Eulerian orientations and Hadamard codes: A novel connection via counting
Shuai Shao, Zhuxiao Tang
TL;DR
The authors study the counting problem for Eulerian orientations with vertex-local constraints and reveal a deep link to Hadamard codes. They introduce tractable classes formed by affine signatures together with either $\delta_1$-affine or $\delta_0$-affine kernels, and prove a chain-reaction algorithm yields polynomial-time solvability for $\#EO(\mathscr{A}\cup\mathscr{D}_1)$ and $\#EO(\mathscr{A}\cup\mathscr{D}_0)$. A precise characterization shows non-trivial $\delta_1$-affine (and $\delta_0$-affine) kernels correspond to $m$-multiples of basic kernels, which in turn are exactly the wings of a butterfly and balanced 1-Hadamard codes. The paper also proves $\#P$-hardness when both tractable classes are present, highlighting a sharp boundary between tractable and hard regimes and linking counting problems to coding-theory structures in a novel way. The results advance the Holant/#EO dichotomy program in ARS-free settings and open avenues for applying Hadamard-code insights to combinatorial counting problems.
Abstract
We discover a novel connection between two classical mathematical notions, Eulerian orientations and Hadamard codes by studying the counting problem of Eulerian orientations (\#EO) with local constraint functions imposed on vertices. We present two special classes of constraint functions and a chain reaction algorithm, and show that the \#EO problem defined by each class alone is polynomial-time solvable by the algorithm.
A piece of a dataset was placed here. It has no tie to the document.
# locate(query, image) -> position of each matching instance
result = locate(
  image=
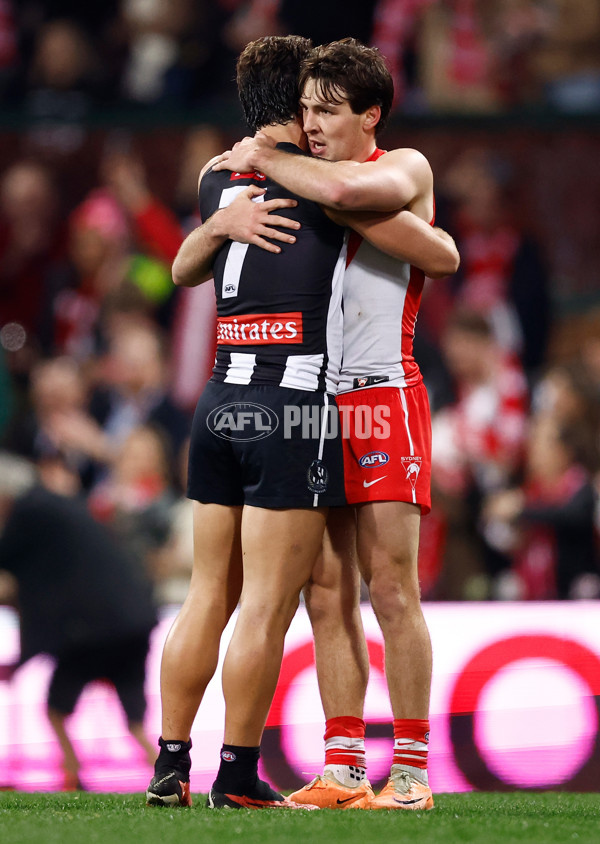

These tractable classes of functions are defined inductively, and quite remarkably the base level of these classes is characterized perfectly by the well-known Hadamard code. Thus, we establish a novel connection between counting Eulerian orientations and coding theory. We also prove a \#P-hardness result for the \#EO problem when constraint functions from the two tractable classes appear together.